O outro lado da moeda é o controle da qualidade da produção, ou a falta dele. Muitos microcervejeiros se limitam a fabricar chope sofrível “tipo pilsen”. Outros fazem cervejas especiais geralmente boas, mas erram a mão aqui e ali – e mandam a bebida assim mesmo para o mercado, pois quebrariam se descartassem o lote defeituoso. Numa companhia mastodôntica, com diversas fábricas cozinhando a mesma cerveja para diferentes praças, manter o padrão é tudo: um desvio mínimo condena um tanque inteiro ao ralo.

O próprio conceito de artesanal, que já é vago, se dissipa no ar quando se consideram o crescimento do anões e a incorporação destes pelos gigantes. A americana Samuel Adams faz excelentes cervejas que são adoradas por todo beer geek que se preze. Ela produz 300 milhões de litros e fatura US$ 800 milhões ao ano – muito distante de qualquer definição de “artesanal”.

A Eisenbahn, pioneira na produção de cervejas especiais no Brasil, pertence hoje ao grupo de origem japonesa Kirin.

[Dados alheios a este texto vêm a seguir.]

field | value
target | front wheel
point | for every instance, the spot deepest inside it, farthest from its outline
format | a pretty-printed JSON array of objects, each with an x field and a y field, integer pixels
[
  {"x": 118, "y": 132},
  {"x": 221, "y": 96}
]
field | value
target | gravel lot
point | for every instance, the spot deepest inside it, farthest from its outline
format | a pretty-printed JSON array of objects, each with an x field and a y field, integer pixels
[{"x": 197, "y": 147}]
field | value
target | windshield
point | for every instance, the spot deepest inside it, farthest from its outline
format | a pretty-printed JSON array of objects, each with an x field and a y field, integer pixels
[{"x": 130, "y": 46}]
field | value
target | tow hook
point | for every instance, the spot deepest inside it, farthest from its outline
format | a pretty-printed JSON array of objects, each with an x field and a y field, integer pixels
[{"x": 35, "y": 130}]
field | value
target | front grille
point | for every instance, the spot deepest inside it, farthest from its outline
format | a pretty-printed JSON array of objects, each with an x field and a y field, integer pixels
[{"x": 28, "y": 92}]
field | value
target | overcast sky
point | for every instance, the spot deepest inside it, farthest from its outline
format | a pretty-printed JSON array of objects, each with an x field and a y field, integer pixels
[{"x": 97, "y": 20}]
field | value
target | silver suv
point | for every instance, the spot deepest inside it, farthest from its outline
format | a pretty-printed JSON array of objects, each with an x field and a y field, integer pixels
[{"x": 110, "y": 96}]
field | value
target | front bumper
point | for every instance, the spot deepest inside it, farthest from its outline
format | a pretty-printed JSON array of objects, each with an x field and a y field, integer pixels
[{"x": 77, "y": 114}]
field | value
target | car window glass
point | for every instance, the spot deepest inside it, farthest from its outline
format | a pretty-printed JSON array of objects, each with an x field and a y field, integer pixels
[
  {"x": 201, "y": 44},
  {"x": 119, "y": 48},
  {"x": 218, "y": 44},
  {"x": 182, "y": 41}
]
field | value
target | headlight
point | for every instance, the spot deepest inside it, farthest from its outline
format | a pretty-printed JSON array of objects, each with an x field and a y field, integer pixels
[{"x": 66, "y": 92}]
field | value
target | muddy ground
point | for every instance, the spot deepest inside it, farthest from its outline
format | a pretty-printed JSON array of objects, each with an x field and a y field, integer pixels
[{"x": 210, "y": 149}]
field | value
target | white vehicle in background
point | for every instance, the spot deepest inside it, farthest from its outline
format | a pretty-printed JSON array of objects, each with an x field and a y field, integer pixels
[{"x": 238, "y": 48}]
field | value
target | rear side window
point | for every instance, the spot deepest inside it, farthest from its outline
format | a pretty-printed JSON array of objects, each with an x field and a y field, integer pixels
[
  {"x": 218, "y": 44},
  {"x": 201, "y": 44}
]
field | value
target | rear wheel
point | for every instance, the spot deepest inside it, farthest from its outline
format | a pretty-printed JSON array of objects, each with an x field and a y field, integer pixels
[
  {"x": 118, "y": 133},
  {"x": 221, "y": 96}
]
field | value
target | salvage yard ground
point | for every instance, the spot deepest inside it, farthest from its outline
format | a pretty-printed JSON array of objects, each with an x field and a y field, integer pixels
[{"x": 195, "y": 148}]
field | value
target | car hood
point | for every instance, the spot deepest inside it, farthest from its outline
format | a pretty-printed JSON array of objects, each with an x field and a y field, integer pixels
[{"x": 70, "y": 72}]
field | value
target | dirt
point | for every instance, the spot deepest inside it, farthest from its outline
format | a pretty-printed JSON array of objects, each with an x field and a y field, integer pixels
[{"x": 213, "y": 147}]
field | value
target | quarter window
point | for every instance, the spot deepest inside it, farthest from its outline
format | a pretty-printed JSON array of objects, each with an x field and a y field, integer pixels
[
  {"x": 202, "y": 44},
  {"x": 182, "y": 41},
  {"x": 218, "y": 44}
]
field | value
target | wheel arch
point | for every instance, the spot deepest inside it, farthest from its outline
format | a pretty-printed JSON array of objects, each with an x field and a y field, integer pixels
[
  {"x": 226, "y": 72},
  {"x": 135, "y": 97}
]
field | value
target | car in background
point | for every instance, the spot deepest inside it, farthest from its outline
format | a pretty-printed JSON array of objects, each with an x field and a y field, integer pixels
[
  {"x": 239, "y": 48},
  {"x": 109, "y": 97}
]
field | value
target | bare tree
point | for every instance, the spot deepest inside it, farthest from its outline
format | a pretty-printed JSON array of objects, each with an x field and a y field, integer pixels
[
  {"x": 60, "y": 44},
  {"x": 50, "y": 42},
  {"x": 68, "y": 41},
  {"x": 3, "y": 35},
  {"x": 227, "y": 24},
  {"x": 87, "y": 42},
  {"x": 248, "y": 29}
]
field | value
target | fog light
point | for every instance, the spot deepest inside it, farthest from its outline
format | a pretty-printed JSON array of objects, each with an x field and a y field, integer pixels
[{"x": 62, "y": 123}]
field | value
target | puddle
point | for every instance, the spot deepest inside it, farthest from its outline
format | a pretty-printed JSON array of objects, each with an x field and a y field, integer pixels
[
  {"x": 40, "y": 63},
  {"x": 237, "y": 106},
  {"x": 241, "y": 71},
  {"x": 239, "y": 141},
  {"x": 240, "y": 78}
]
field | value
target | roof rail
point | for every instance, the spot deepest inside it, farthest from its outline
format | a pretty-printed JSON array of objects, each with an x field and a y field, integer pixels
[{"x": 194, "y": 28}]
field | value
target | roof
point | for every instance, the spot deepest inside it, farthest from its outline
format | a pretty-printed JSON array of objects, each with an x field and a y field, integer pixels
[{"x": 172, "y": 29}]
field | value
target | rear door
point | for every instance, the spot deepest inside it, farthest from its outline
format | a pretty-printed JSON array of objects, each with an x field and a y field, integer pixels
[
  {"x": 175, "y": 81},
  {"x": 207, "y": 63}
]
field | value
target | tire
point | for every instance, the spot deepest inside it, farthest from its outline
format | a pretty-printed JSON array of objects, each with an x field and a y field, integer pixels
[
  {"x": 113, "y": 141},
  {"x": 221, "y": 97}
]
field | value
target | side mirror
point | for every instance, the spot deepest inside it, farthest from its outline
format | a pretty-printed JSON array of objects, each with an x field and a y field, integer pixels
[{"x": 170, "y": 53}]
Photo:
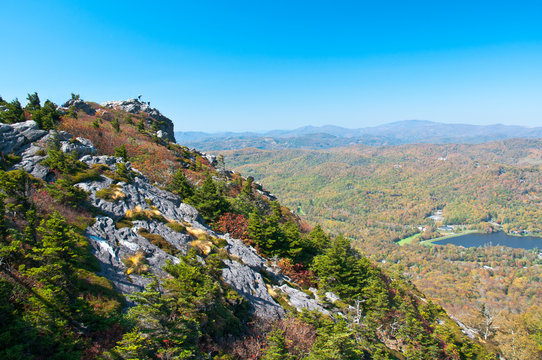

A fábrica de Blumenau, no entanto, não expandiu a capacidade que tinha em 2008, quando foi vendida. É artesanal ou não é? Mais que um conceito palpável, a palavra “artesanal” se tornou um chamariz de vendas para uma série de produtos industrializados com aparência (autêntica ou não) de coisa feita em pequena escala.

A cerveja popularizou essa noção e trouxe na esteira o bacon artesanal, o ketchup artesanal, o refrigerante artesanal, o queijo artesanal. Ou seja: em breve talvez tenhamos bacon geeks, ketchup geeks, soda geeks e cheese geeks. Que Ninkasi, a deusa suméria da cerveja, nos proteja.